Al ’55 fuga di Eder, ma il miracolo riuscitogli contro la Svezia non
si ripete. Si resta sul filo dell’1-0, mentre la Spagna lentamente chiude gli
azzurri nella loro metà campo. Due percussioni italiane al ’60 però potrebbero
chiudere il discorso. Manca un po’ di cinismo in area, e Giaccherini comincia a
mostrarsi in debito di ossigeno. Ma Conte sorprendentemente non cambia fino ai
minuti finali.
Esce Morata per Vazquez. Al ’71 Iniesta costringe Buffon
alla prodezza salva-patria con un tiro dal limite. Poi Piqué, murato ancora dal
portiere azzurro. Gli azzurri sono costretti indietro, Conte toglie Eder per Insigne e
Florenzi per Darmian. I minuti non passano, anche se è Insigne il più
pericoloso all’85 con una fuga in perfetto stile Eder. De Gea risponde
alla Buffon.
La gioia di Pellé al raddoppio |
Al ’90, Cakir concede quattro minuti di recupero, e sembrano
un’enormità per gli italiani stremati dalla fatica. Ci vorrebbe una prodezza
come quella nella prima partita. Oppure come quella che – proprio al ’90 – ci
dette l’ultima vittoria contro la Spagna più di vent’anni fa. Roberto Baggio
ormai è un signore brizzolato che guarda le partite della Nazionale alla TV.

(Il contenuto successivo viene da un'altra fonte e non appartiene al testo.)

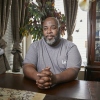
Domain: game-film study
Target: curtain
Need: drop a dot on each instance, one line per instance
(70, 7)
(18, 14)
(5, 6)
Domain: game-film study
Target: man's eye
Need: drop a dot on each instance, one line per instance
(53, 27)
(45, 29)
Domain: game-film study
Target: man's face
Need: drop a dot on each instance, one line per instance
(51, 31)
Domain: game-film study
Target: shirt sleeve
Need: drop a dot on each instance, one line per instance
(31, 55)
(74, 57)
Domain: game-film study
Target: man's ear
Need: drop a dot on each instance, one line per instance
(62, 32)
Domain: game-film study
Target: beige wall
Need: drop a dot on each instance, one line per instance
(81, 74)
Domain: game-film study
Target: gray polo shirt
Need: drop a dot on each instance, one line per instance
(59, 58)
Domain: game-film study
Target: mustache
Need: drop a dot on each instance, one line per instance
(49, 36)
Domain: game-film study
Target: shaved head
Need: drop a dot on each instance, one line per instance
(51, 18)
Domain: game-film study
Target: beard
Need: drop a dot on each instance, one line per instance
(54, 39)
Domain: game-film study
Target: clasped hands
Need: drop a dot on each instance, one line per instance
(45, 78)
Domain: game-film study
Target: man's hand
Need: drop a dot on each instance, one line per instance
(45, 78)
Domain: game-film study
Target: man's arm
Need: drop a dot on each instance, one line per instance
(29, 71)
(47, 80)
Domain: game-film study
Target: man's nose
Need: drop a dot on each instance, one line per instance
(49, 30)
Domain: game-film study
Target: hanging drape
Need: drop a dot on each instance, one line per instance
(18, 14)
(5, 6)
(70, 7)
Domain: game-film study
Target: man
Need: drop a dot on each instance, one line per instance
(52, 59)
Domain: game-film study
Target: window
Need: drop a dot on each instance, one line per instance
(80, 32)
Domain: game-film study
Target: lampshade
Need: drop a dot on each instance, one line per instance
(85, 4)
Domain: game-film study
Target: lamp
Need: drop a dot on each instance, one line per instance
(85, 5)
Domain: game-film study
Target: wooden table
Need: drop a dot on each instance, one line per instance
(74, 90)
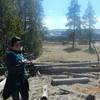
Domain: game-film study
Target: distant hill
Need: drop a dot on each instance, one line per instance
(62, 34)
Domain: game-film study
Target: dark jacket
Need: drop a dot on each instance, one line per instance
(16, 73)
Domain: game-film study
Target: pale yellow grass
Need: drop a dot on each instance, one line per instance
(53, 52)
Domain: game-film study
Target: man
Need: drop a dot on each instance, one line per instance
(16, 80)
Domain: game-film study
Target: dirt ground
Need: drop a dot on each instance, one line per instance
(57, 53)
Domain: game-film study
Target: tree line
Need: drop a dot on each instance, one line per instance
(22, 18)
(78, 24)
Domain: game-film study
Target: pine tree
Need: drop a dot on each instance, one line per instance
(89, 21)
(73, 17)
(32, 15)
(9, 22)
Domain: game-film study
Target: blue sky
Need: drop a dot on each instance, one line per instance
(55, 11)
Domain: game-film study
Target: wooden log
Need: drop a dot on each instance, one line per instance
(45, 93)
(80, 64)
(69, 81)
(2, 83)
(63, 70)
(59, 76)
(74, 75)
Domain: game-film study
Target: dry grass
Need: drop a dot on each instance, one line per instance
(53, 52)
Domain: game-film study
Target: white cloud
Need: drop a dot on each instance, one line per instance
(48, 22)
(55, 22)
(98, 19)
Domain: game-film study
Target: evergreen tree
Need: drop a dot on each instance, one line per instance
(9, 22)
(73, 17)
(89, 21)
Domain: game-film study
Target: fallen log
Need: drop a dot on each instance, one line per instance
(78, 64)
(2, 83)
(45, 93)
(69, 81)
(74, 75)
(63, 70)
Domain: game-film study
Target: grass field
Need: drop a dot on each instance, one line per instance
(56, 52)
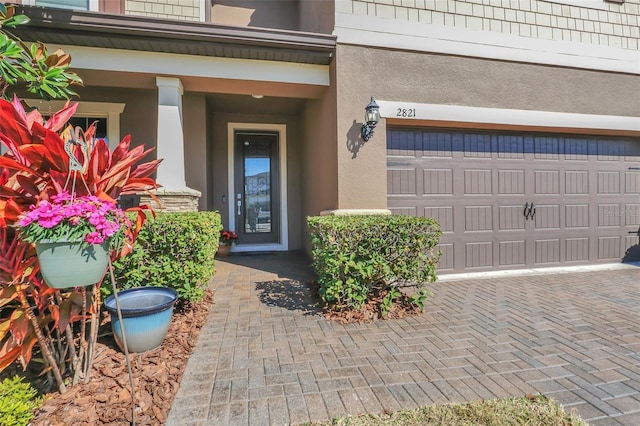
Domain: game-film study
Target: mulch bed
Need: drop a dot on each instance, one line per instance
(106, 399)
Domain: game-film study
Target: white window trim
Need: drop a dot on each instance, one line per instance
(110, 110)
(94, 5)
(158, 63)
(514, 117)
(372, 31)
(282, 149)
(203, 12)
(589, 4)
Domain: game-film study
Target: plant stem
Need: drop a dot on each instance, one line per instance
(93, 332)
(43, 342)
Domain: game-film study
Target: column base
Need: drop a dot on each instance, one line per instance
(173, 200)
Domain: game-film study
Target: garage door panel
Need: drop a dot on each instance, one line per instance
(401, 181)
(609, 248)
(437, 181)
(476, 186)
(610, 150)
(631, 214)
(547, 216)
(477, 182)
(437, 145)
(478, 218)
(632, 152)
(547, 251)
(444, 216)
(446, 262)
(546, 148)
(477, 146)
(577, 249)
(609, 215)
(632, 182)
(479, 255)
(511, 182)
(576, 149)
(511, 147)
(512, 253)
(547, 182)
(511, 218)
(576, 215)
(405, 143)
(608, 182)
(576, 182)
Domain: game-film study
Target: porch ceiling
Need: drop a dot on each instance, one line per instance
(80, 28)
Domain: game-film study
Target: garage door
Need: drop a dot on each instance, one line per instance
(508, 201)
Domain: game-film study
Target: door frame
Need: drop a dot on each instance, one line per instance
(281, 130)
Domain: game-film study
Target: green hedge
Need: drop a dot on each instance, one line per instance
(359, 257)
(18, 402)
(173, 250)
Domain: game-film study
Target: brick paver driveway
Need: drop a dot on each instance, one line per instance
(266, 357)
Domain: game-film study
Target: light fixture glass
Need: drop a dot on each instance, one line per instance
(371, 118)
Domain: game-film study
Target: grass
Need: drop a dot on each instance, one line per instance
(534, 410)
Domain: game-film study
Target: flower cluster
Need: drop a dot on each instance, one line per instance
(228, 237)
(87, 218)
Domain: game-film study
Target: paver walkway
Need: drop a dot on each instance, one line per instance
(266, 357)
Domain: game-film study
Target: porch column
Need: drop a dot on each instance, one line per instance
(174, 193)
(170, 136)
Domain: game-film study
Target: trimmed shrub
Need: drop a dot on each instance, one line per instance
(18, 402)
(358, 258)
(173, 250)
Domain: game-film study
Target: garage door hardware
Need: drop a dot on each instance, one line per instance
(529, 211)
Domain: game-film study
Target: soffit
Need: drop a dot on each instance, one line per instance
(92, 29)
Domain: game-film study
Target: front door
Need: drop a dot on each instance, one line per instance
(257, 193)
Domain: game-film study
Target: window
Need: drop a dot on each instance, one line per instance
(107, 114)
(93, 5)
(64, 4)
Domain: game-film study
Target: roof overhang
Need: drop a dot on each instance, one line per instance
(93, 29)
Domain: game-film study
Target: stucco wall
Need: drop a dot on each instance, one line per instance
(618, 25)
(185, 10)
(451, 80)
(319, 171)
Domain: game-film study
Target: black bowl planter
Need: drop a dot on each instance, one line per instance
(146, 314)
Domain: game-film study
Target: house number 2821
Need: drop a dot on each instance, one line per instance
(406, 112)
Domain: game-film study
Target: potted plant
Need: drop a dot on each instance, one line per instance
(227, 238)
(73, 237)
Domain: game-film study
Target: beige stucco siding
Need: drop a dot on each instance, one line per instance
(608, 24)
(450, 80)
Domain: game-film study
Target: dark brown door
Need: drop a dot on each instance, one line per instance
(257, 197)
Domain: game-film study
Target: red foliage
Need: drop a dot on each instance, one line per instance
(36, 166)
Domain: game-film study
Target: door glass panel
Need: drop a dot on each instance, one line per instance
(257, 186)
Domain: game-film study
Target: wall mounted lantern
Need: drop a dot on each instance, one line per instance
(371, 118)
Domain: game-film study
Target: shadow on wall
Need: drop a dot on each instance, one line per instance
(354, 141)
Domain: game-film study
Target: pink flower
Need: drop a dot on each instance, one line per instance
(94, 238)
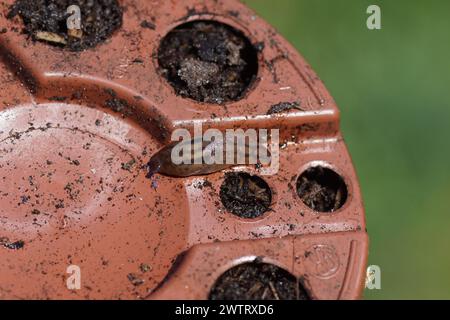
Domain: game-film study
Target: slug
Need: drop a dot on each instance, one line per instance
(162, 163)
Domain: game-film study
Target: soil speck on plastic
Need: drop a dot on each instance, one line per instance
(258, 281)
(283, 107)
(245, 195)
(322, 189)
(11, 245)
(208, 61)
(99, 20)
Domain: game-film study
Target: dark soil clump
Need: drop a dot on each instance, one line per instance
(244, 195)
(99, 20)
(258, 281)
(208, 61)
(322, 189)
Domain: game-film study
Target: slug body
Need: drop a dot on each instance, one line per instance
(162, 162)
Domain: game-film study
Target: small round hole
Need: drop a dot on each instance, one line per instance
(322, 189)
(258, 281)
(245, 195)
(46, 20)
(208, 61)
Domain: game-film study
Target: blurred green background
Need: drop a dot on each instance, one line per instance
(393, 89)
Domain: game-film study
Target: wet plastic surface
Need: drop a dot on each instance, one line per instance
(76, 130)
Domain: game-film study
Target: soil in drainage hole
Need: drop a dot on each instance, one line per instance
(245, 195)
(258, 281)
(322, 189)
(46, 20)
(208, 61)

Tocca ad uno dei suoi eredi. Tocca a Darmian trovarsi in area sulla ripartenza
dopo l’ennesimo calcio d’angolo spagnolo. La difesa iberica è scoperta, anche
se mura il tiro dell’ex torinista. Ma la palla rimbalza a centro area e lì c’è
Graziano Pellé. Che ricorderà questo gol, in tutto simile a quello segnato al
Belgio, finché campa.
La gioia finale del clan italiano è quella travolgente delle grandi
imprese. Stavolta Conte riesce a scatenarsi senza farsi male. A ringraziare
Xavi, la storia del calcio spagnolo, per i complimenti appena ricevuti. E a far
capire alla Germania che quella che l’aspetta adesso è la peggiore delle
partite possibili, per lei. Come sempre, da sempre.